The Users service checks the number of users logged in to the server. The service is considered to be in a warning state if the number of users > 5, and a critical state is entered if the number of users > 10. This check is performed using nrpe.

Procs

The Procs service checks the number of processes running on the server. The service is considered to be in a warning state if the number of processes > 150, and a critical state is entered if the number of processes > 200. This check is performed using nrpe.

Zombie

The Zombie service checks the number of zombie processes running on the server. The service is considered to be in a warning state if the number of zombie processes > 5, and a critical state is entered if the number of zombie processes > 10. This check is performed using nrpe.

Temp

Using our own check_temp plugin this checks the temperature of any local hard disks using the hddtemp package.

Notification

Nagios is configured to send a number of different types of notification. Email notifications are discussed further below. In addition, all notifications are made to the #sown IRC channel via the sown-bot.

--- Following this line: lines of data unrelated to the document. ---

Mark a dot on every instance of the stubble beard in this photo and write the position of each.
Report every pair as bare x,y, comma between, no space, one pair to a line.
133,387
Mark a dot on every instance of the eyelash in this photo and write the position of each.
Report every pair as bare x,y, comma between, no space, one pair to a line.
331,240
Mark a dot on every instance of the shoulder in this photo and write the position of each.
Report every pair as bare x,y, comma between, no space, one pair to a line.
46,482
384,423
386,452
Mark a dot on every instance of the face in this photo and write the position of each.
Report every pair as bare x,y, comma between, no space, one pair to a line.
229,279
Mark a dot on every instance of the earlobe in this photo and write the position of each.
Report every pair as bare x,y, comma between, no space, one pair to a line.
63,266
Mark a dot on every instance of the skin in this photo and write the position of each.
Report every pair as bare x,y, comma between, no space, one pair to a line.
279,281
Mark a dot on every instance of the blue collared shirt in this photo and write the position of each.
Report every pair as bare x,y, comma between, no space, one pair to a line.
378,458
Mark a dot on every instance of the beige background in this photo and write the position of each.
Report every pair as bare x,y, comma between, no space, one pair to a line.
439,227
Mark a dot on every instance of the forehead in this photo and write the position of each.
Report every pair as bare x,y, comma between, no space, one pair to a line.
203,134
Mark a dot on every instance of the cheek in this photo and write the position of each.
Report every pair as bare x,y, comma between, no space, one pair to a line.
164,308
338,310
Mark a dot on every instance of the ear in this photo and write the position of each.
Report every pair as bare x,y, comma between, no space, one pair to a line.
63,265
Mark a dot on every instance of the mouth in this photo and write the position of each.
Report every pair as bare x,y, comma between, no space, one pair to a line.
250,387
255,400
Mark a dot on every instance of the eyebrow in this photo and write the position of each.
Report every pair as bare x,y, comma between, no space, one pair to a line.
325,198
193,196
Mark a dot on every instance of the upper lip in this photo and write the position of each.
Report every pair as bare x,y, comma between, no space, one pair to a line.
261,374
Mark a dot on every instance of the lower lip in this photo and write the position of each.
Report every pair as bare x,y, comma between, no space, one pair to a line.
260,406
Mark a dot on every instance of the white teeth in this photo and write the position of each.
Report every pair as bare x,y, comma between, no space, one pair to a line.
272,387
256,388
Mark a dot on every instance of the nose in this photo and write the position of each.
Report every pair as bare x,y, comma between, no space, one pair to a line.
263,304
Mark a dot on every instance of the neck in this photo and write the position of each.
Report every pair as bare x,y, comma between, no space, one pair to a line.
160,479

The system is configured for notifications as follows:

Core Servers

Host and Service notifications sent to 'hostmaster' contact immediately.

Dev Servers

Host and Service notifications sent to 'hostmaster' contact immediately.

Campus Nodes

Host and Service notifications sent to 'nodemaster' contact immediately.

Home Nodes

Host notifications sent to the appropriate nodeadmin after 2 hours, with 48 hour interval. Service notifications are not sent to the nodeadmin.

No home node notifications will be generated or attempted to be sent if SOWN does not have a connection to the 'Internet'.

Snapshot

In addition, the state of the network is regularly communicated to SOWN Support via the Nagios Snapshot.